Wie lange bleibt die Schnittpaste auf der Wunde?

Sie soll so lange bleiben, bis die Wunde darunter vernarbt (also Kallus gebildet hat). Das dauert je nach Schnittgröße, Art und Bedingungen teils sehr lange. Wenn die Paste vor der vollständigen Heilung reißt, abblättert oder abfällt, bringe ich sie bei Bedarf noch einmal dünn nach.

Kann ich Schnittpaste direkt nach dem Schnitt auftragen, wenn die Wunde noch nass ist?

Besser nicht. Wenn noch Saft aktiv austritt oder die Schnittfläche offensichtlich feucht ist, warte ich erst kurz, bis die Stelle oberflächlich trockener ist. Paste auf einem nassen, säftigen Schnitt haftet oft schlechter und kann Feuchtigkeit im Schnittbereich halten statt zu schützen.

Welche Baumarten profitieren am meisten von Schnittversiegelung?

Am häufigsten profitieren harzreiche Nadelgehölze, insbesondere Kiefer, Fichte, Fichte? (im Sinne von Fichte) und Lärche. Sie können bei offenen Wunden eher Saft verlieren und Rücktrocknung zeigen, die sich über den ursprünglichen Schnittbereich hinaus bewegt. Viele Laubbaumarten heilen hingegen schneller und kommen meist mit Schnittpaste nur an den größten Schnitten aus.
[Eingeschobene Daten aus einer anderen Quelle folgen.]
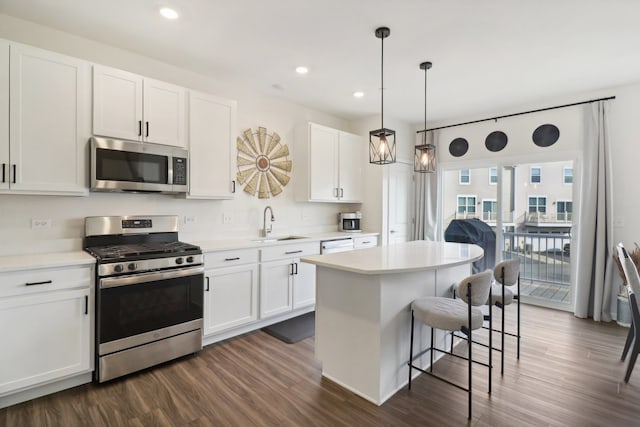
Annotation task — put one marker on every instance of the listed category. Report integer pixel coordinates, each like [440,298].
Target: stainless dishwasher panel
[336,245]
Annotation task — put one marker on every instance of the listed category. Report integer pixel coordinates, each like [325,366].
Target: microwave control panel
[179,171]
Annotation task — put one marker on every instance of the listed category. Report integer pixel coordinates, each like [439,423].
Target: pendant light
[382,142]
[424,160]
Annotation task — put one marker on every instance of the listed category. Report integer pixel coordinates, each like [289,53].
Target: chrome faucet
[267,231]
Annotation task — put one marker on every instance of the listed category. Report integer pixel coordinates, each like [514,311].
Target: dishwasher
[342,244]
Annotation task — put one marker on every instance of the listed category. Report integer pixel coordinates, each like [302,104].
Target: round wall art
[496,141]
[458,147]
[546,135]
[262,161]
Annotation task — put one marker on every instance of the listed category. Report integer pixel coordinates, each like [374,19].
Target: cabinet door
[304,284]
[49,123]
[164,113]
[351,167]
[323,163]
[4,114]
[49,337]
[117,103]
[212,125]
[275,287]
[231,297]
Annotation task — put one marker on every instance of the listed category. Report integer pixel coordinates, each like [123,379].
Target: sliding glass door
[530,208]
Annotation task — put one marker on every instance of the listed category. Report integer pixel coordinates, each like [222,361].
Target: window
[466,206]
[567,175]
[465,177]
[538,204]
[493,176]
[564,210]
[536,175]
[489,210]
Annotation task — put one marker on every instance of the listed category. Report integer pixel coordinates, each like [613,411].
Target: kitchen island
[363,316]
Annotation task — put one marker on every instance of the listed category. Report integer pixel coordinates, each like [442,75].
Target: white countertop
[44,260]
[400,257]
[261,242]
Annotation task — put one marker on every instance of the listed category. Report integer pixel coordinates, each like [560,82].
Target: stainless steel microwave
[118,165]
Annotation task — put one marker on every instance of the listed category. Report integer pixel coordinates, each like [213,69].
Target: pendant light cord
[382,84]
[424,140]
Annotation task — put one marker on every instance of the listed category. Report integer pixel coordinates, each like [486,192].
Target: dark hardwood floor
[569,374]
Was ist der Unterschied zwischen petroleum-basierter Versiegelung und Knetpaste?

Petroleum-basierte Versiegelung ist dünner und lässt sich wie ein Auftrag „streichen“ oder deckend verteilen. Sie eignet sich gut für flache, regelmäßige Wunden. Knetpaste ist dicker, formbar und lässt sich präzise in unregelmäßige Wunden um Stummel und unebene Schnitte drücken.

Ist es schlecht, eine Wunde zu versiegeln, die wie infiziert aussieht?

Ja. Wenn Fäulnis oder Krankheit erkennbar ist, darf die Schnittpaste nicht darüber gesetzt werden. Sie kann die Ursache unter der Schicht einschließen. Behandle zuerst das Problem, oft bedeutet das, weiter zurück in sauberes Holz zu schneiden, und erst danach kommt die Paste infrage.

Hilft Schnittpaste dabei, dass eine Wunde bei jedem Baum schneller heilt?

Eher nicht. Am meisten kann sie bei größeren Schnitten und bei Arten mit Neigung zu Rücktrocknung helfen. Bei kleinen Schnitten und Bäumen, die sehr gut und schnell schließen, ist der praktische Effekt meist gering. Der Baum macht in solchen Fällen die Arbeit ohnehin zügig selbst.